In pertinent part, the circuit court concluded that the audit documents, excluding any patient records or identifying information, were subject to disclosure under the Open Records Act. The court first found that the audit records ceased to be preliminary in nature after the University took its final action of refunding the payments received during the period in question. The court further found that the audit records were not prepared for the sole purpose of rendering legal advice or in anticipation of litigation. Consequently, the court concluded that the records were not exempt from disclosure under the attorney-client privilege or work-product doctrine.1 The University now appeals from this order.

II. Standard of Review

In City of Fort Thomas v. Cincinnati Enquirer , 406 S.W.3d 842 (Ky. 2013), the Kentucky Supreme Court set out the process for review of an Open Records Act request.

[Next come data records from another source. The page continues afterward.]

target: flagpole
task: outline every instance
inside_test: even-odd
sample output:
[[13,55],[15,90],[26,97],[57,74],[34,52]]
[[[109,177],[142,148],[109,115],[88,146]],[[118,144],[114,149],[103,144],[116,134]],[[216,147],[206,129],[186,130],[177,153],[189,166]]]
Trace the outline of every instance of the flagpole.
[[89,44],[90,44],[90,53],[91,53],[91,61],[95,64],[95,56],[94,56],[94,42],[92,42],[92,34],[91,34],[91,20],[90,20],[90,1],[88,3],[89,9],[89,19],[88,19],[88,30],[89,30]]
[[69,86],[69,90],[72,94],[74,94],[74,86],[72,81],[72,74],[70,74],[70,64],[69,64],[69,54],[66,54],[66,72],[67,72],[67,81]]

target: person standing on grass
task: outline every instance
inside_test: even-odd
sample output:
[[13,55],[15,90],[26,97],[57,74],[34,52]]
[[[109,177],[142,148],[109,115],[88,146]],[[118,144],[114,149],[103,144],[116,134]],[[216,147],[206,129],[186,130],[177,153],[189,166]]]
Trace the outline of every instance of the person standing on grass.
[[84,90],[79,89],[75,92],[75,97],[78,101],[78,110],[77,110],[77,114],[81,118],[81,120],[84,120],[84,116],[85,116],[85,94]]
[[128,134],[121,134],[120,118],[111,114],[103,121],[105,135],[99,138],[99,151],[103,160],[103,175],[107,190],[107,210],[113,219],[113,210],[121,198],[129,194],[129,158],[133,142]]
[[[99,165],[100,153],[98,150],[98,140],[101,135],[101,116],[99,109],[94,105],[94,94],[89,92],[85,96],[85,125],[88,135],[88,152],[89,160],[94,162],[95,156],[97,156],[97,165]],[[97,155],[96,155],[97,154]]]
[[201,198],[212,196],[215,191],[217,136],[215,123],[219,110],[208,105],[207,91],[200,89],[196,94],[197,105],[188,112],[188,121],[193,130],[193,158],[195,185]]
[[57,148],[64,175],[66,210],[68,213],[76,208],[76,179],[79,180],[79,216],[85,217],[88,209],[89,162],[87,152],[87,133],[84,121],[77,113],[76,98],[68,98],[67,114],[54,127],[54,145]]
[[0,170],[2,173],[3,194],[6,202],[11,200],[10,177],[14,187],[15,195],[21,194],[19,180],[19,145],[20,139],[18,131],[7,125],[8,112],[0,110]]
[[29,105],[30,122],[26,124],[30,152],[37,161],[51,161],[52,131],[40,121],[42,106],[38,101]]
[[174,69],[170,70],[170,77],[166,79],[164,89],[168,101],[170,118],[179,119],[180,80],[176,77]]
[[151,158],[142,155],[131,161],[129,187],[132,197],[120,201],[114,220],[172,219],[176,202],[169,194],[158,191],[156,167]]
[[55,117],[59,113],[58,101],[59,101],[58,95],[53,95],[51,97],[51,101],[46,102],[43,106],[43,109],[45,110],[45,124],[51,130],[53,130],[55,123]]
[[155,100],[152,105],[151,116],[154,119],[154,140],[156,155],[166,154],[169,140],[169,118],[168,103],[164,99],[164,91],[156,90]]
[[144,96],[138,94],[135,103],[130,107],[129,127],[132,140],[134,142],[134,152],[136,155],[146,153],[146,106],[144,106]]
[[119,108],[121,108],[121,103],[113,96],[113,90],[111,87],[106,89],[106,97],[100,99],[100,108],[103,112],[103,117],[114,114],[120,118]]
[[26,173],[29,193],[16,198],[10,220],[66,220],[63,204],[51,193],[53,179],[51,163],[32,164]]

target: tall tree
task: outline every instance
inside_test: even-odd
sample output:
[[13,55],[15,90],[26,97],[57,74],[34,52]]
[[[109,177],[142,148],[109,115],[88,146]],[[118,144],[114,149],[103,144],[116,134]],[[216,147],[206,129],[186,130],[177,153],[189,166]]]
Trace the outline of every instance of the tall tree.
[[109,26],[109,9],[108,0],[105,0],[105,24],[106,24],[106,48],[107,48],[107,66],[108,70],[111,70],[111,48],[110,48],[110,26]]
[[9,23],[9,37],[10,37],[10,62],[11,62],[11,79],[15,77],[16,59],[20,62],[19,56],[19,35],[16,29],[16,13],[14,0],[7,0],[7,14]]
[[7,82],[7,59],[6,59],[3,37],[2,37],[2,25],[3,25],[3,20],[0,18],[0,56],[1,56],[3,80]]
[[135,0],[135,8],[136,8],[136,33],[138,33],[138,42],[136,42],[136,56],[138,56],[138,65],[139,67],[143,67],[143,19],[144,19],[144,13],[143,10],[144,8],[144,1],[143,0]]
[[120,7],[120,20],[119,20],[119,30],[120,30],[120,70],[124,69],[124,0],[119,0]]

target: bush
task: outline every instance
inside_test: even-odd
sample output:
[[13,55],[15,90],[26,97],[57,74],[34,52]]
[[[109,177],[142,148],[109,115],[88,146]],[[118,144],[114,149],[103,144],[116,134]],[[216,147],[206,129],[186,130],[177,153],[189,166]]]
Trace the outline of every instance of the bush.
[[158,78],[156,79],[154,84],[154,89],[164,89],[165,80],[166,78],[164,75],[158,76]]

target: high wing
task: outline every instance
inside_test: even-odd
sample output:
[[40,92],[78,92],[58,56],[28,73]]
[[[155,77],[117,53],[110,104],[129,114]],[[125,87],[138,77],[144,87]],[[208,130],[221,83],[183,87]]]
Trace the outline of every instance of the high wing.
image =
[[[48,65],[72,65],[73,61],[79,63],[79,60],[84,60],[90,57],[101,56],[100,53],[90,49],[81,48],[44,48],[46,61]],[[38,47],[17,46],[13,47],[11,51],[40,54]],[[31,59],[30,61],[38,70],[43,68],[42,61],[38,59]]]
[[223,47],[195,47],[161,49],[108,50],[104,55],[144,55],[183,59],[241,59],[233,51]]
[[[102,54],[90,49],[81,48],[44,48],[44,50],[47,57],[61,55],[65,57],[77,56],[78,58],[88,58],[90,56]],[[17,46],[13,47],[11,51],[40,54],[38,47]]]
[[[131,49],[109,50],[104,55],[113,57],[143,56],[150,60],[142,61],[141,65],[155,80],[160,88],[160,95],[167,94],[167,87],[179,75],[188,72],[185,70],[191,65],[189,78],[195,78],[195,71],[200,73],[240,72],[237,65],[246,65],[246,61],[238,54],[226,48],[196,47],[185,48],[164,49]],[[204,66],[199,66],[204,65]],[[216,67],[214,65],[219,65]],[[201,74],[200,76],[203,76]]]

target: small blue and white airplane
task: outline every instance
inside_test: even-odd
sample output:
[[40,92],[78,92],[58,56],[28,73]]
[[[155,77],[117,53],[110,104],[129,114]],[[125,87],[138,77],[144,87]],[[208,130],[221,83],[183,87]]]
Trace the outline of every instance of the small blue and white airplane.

To begin, it is helpful to observe that when an agency denies an ORA request, the requester has two ways to challenge the denial. He or she may, under KRS 61.882, file an original action in the Circuit Court seeking injunctive and/or other appropriate relief. Alternatively, under KRS 61.880, he or she may, as was done in this case, ask the Attorney General to review the matter. Once the Attorney General renders a decision either party then has thirty days within which *862to bring an action pursuant to KRS 61.882(3) in the Circuit Court.